Sadly though, many current WordPress plugins still can’t fully re-implement your site with the same look and feel, and so those pages will still look different. This remains a big concern for WordPress sites.
Note that the screenshot above was implemented prior to actively customizing the AMP by Automatic plugin, and implementing customization can help the pages look much better, but they still tend to be pretty different than your normal responsive pages.
At Perficient Digital, we’ve run experiments where we’ve built a tool to scrape WordPress pages, and then re-render those pages in validated AMP code. Those custom AMP pages look like the original pages, and are lightning fast. That required some custom coding on our part, but it only took about 8-person days of work – not too bad.
Since AMP’s initial launch, there has a been a large, ongoing investment by a significant number of people and companies to make AMP a more robust platform, to fix all its limitations, and to make it available for general web page development.
Rethinking the Approach to AMP
Imagine you have a web page that looks exactly like your web page does today and it loads in one-third of the time. How will users react? Obviously, they’re going to like the faster pages better.
For reference, in one case we worked on, pages that averaged around 461KB in size shrank to 145KB in size when implemented in AMP. Even without the benefit of the Google cache, the AMP versions of those pages should load much faster.
If that’s true, then why not build your core pages in AMP?
It’s easy to build your desktop page in AMP and make it mobile responsive at the same time. With the test AMP implementation we hand-coded at Perficient Digital, this is exactly how we built our pages (as mobile responsive pages), and the time to do that was included in the eight days of effort we referred to above.

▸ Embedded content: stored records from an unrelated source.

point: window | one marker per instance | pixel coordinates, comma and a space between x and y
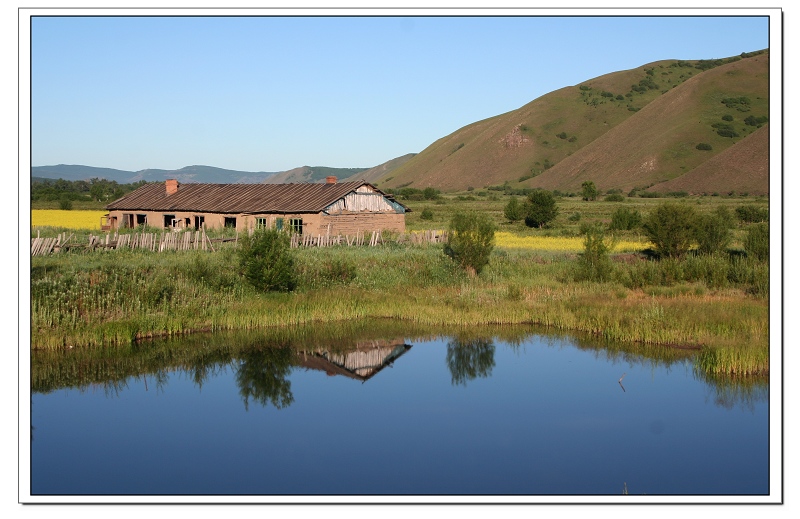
296, 224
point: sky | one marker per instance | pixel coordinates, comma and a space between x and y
271, 93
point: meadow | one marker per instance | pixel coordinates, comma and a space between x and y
717, 304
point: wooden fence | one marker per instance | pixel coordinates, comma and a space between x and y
199, 240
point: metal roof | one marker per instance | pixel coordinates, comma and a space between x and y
238, 198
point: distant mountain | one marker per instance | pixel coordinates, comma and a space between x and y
373, 174
637, 128
309, 174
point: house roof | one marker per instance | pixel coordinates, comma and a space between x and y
238, 198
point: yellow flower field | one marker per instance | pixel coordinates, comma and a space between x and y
68, 219
507, 240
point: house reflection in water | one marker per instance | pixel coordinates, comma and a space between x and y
361, 362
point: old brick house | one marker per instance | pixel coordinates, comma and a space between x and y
332, 208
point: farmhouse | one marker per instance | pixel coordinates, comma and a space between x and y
332, 208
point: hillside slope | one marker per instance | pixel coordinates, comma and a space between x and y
742, 168
626, 129
309, 174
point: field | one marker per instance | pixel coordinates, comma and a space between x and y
73, 219
717, 304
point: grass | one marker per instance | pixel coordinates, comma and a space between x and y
715, 304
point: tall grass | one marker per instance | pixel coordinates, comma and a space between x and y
117, 297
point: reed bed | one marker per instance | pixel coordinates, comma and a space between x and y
119, 297
507, 240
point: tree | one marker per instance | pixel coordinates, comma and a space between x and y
756, 242
470, 241
265, 260
540, 208
624, 219
713, 231
589, 190
594, 263
671, 228
514, 210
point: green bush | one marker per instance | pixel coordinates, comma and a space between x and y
752, 213
671, 229
713, 232
756, 242
64, 203
624, 219
589, 190
514, 210
540, 209
266, 262
470, 241
594, 263
725, 132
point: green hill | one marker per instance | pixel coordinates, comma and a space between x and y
634, 128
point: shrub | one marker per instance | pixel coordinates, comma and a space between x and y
671, 228
624, 219
756, 242
752, 213
470, 241
725, 132
266, 262
594, 263
713, 232
430, 193
514, 210
540, 208
755, 121
589, 190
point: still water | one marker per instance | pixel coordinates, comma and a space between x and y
479, 414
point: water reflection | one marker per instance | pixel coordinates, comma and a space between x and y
262, 375
468, 359
264, 361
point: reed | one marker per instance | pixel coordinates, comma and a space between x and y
119, 297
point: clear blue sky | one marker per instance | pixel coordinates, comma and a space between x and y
274, 93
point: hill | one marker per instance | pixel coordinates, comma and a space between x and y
628, 129
373, 174
309, 174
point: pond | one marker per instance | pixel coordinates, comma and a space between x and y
503, 412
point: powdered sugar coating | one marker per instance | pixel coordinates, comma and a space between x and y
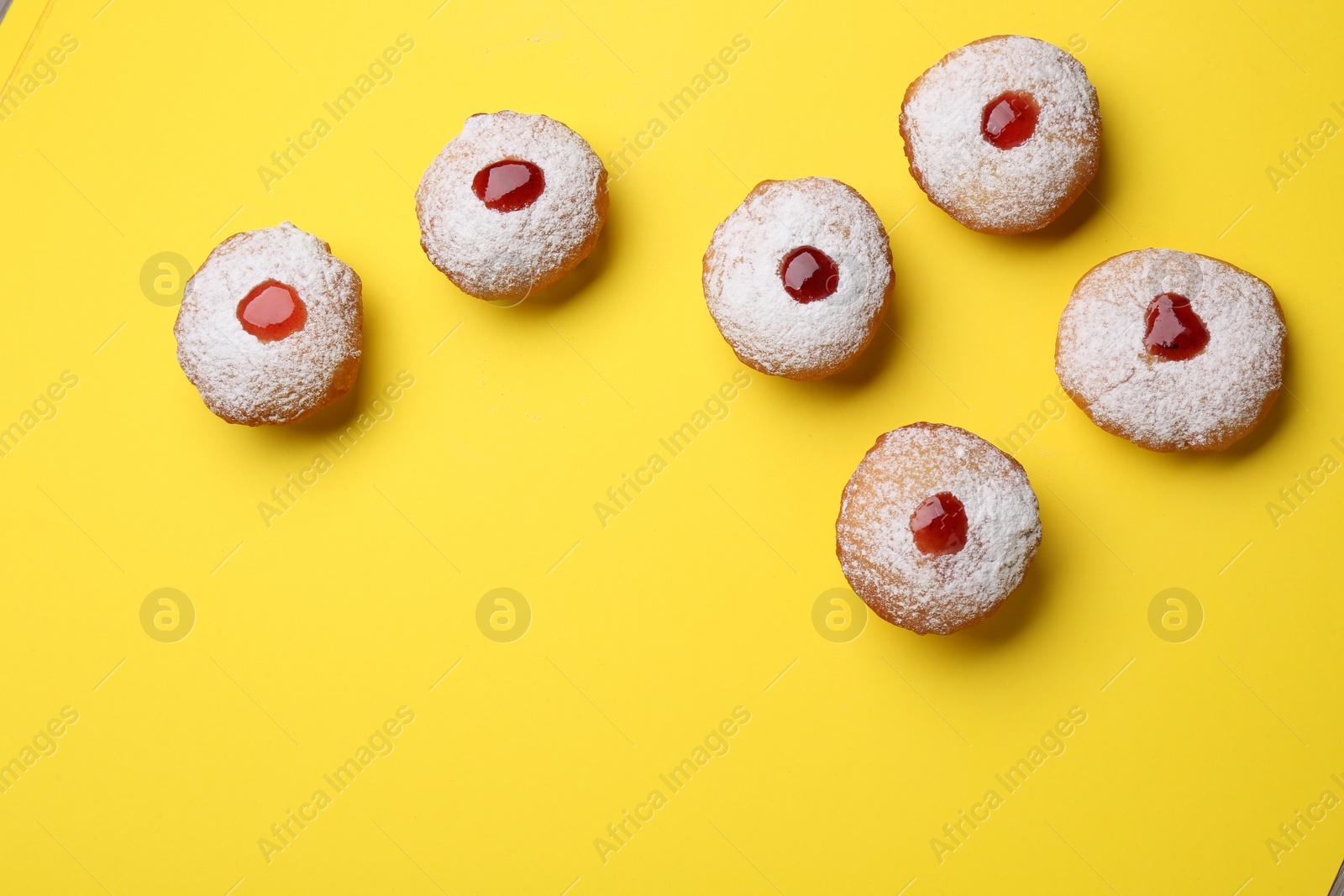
766, 328
244, 379
1001, 191
877, 548
1203, 403
492, 254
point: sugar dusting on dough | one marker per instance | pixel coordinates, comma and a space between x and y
1000, 190
1195, 403
877, 548
495, 254
761, 322
244, 379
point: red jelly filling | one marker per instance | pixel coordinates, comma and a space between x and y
810, 275
940, 524
1010, 120
1173, 329
508, 186
272, 312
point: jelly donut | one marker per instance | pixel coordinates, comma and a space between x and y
1003, 134
799, 275
270, 328
937, 528
1173, 351
512, 204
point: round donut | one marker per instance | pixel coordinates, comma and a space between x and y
270, 328
1173, 351
1003, 134
937, 528
799, 275
512, 204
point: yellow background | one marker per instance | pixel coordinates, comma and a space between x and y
651, 631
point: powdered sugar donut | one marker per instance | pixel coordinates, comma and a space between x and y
1003, 134
270, 328
1173, 351
512, 204
797, 277
937, 528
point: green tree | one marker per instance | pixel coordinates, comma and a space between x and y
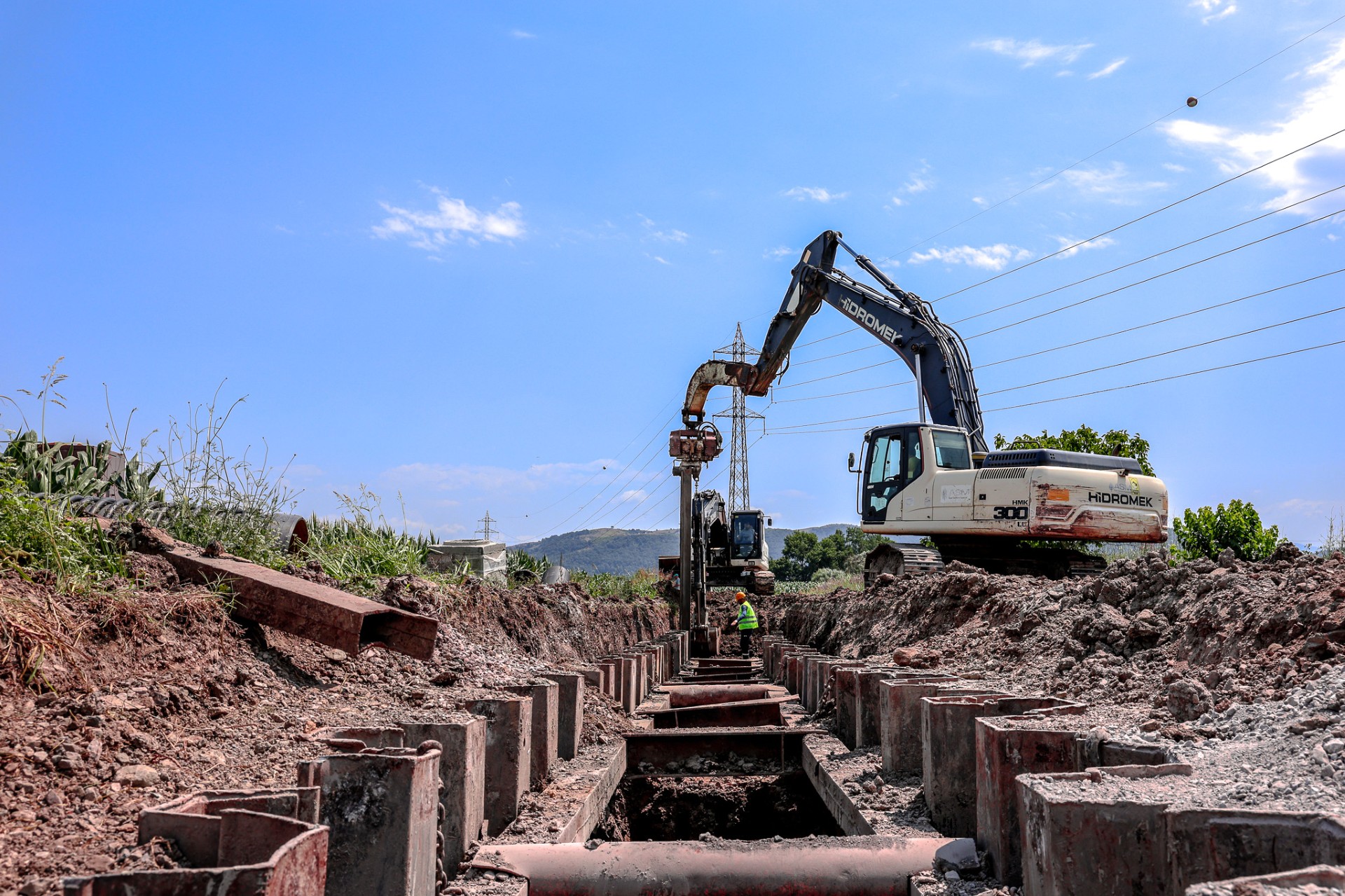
805, 553
1114, 441
1207, 533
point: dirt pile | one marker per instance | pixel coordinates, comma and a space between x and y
158, 692
1187, 640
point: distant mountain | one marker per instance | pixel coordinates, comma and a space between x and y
627, 551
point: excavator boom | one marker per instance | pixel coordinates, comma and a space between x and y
906, 323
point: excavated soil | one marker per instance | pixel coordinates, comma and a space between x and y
1182, 641
744, 808
163, 693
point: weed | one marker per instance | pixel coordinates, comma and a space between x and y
216, 497
362, 546
635, 587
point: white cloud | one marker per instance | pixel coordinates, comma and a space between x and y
815, 194
1112, 185
450, 221
1313, 115
989, 257
1101, 242
663, 236
1109, 69
1033, 51
1215, 10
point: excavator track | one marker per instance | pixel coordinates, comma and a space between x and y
763, 583
899, 560
993, 555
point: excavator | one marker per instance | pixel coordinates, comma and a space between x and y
935, 478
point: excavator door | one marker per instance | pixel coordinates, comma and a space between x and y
748, 536
892, 462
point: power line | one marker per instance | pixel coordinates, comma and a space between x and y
1082, 302
618, 475
1192, 373
840, 354
1130, 264
577, 489
1152, 323
1149, 214
1160, 354
1079, 373
843, 373
840, 394
1079, 342
619, 491
1137, 283
779, 431
1143, 128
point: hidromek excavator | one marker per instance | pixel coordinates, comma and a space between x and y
937, 478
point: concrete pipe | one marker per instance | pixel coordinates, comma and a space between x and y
845, 867
682, 696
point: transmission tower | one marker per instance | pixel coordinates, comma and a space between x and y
739, 492
486, 526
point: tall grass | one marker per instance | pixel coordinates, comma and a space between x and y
361, 546
635, 587
217, 497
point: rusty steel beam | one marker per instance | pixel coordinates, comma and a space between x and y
842, 867
739, 715
682, 696
294, 605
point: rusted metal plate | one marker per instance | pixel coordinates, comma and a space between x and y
736, 751
843, 867
257, 855
296, 606
738, 715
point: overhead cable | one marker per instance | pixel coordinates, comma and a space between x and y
1157, 276
1130, 264
1149, 214
1137, 131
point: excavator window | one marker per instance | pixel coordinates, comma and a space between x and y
893, 462
950, 451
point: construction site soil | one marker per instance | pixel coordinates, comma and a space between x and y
165, 694
1234, 665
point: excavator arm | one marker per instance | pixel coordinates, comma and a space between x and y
906, 323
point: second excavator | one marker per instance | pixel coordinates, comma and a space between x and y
935, 476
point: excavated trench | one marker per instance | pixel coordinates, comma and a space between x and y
741, 808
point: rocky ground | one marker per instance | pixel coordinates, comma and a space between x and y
163, 693
1185, 640
1236, 666
150, 689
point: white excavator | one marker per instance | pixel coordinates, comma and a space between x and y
935, 478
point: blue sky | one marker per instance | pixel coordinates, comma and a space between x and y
472, 252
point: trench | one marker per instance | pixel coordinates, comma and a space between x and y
739, 808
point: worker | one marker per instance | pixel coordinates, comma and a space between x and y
745, 623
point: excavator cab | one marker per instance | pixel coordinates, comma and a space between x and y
748, 536
892, 460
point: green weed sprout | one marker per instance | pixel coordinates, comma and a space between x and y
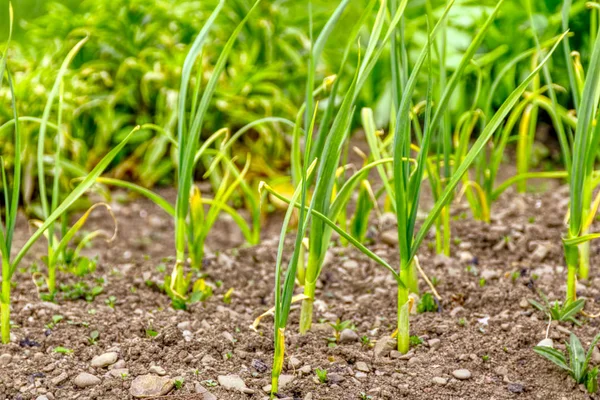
321, 374
578, 365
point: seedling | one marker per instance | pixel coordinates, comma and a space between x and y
192, 221
366, 341
11, 201
93, 338
578, 364
581, 183
178, 382
151, 332
111, 301
227, 296
321, 375
558, 311
407, 178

In this approach, your site is mobile responsive, and both desktop and mobile users get the benefit of AMP speed. Further, there is no alternative version of your pages to contend with and support. You might ask why you would do this. As evidence for why you might consider it, here is a chart that we originally published within our comprehensive study of AMP:
You can see how much speed matters to Amazon, Walmart, and Yahoo. Further, one of our case studies included the story of Event Tickets Center, whose conversion rate doubled when they went to an AMP-immersive implementation.
You know you want faster pages for your site, and undoubtedly the challenge of doing that has been daunting to date. But, now there is a new approach to coding pages that has broad industry support, and is open source. The fact that it’s open source means that there are large quantities of people working on making it better all the time. So instead of working on custom implementations to improve your overall site speed, consider using the industry standard approach of AMP. This can offer many advantages:
- Faster pages (of course)
- Shorter development times
- Lots of support from the thousands of others working in AMP
- A constantly improving platform that is heavily supported
The bottom line is that AMP is worthy of consideration to speed-up the performance of your site. And, not just as alternate versions for your mobile pages.